Das spürt auch das Publikum an diesem Abend. Die 24.000, die auf dem Münchner Königsplatz stehen, feiern den studierten Pianisten. Sie klatschen im Takt mit ihm, sind ergriffen von seinem Vortrag. Er reißt die Zuschauer mit.

Nach seinem Auftritt, bei dem auch Ex-"Wir sind Helden"-Frontfrau Judith Holofernes mitwirkt, ist er euphorisiert. Ahmad ist ein unglaublich herzlicher Mensch, der sich über jeden freut, den er kennenlernt. Er lächelt gerne. Es sei ein großartiges Gefühl, hier zu sein, sagt er. "Ein großes Publikum, ein großartiges Land. Ich hätte niemals diese Liebe für die Flüchtlinge hier erwartet." Er habe an diesem Abend keine Menschen gesehen, "ich habe Herzen gesehen".

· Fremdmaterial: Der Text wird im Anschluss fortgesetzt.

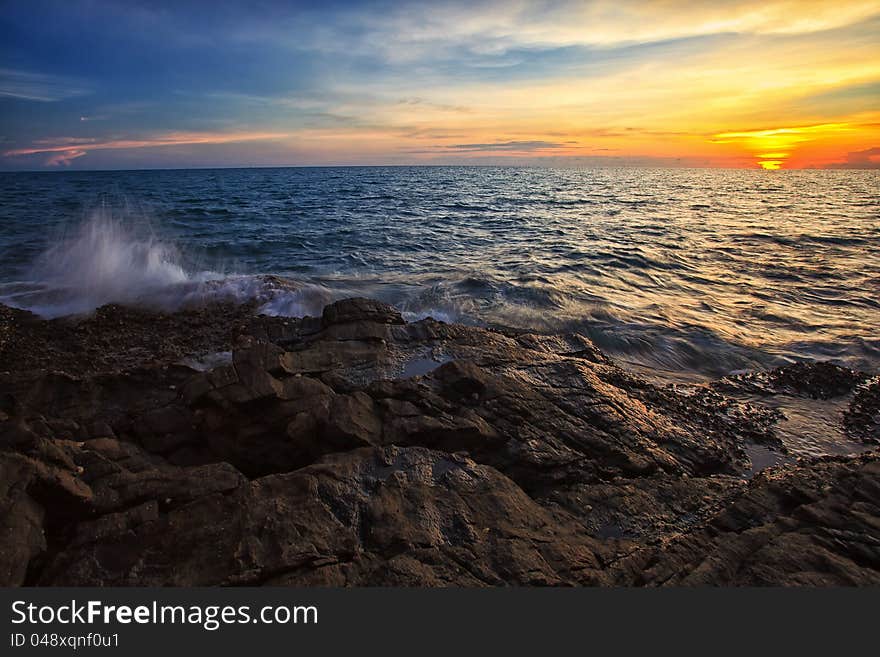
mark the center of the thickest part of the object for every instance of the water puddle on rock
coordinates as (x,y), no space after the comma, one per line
(809,428)
(422,366)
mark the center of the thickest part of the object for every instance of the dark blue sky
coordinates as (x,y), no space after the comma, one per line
(101,84)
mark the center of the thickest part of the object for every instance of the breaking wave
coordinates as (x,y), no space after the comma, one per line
(118,259)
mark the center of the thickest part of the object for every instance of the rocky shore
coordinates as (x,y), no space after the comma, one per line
(214,446)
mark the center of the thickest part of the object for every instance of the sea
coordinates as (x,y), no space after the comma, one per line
(691,273)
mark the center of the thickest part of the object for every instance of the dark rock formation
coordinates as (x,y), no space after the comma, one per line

Doch bei aller Freude, seine Gedanken kreisen stets um seine Familie, die noch immer unter der Belagerung des IS in Jamuk lebt. "Ich fühle mich hier erst angekommen, wenn meine Frau und meine Kinder hier sind", sagt er. Das Lächeln ist aus seinem Gesicht verschwunden. "Ich habe Angst, dass sie dort sterben". Nun hofft er, dass er sich hier in München schnell einleben wird und es dann schafft, sein Frau sowie die Söhne Kinan und Ahmad herzuholen.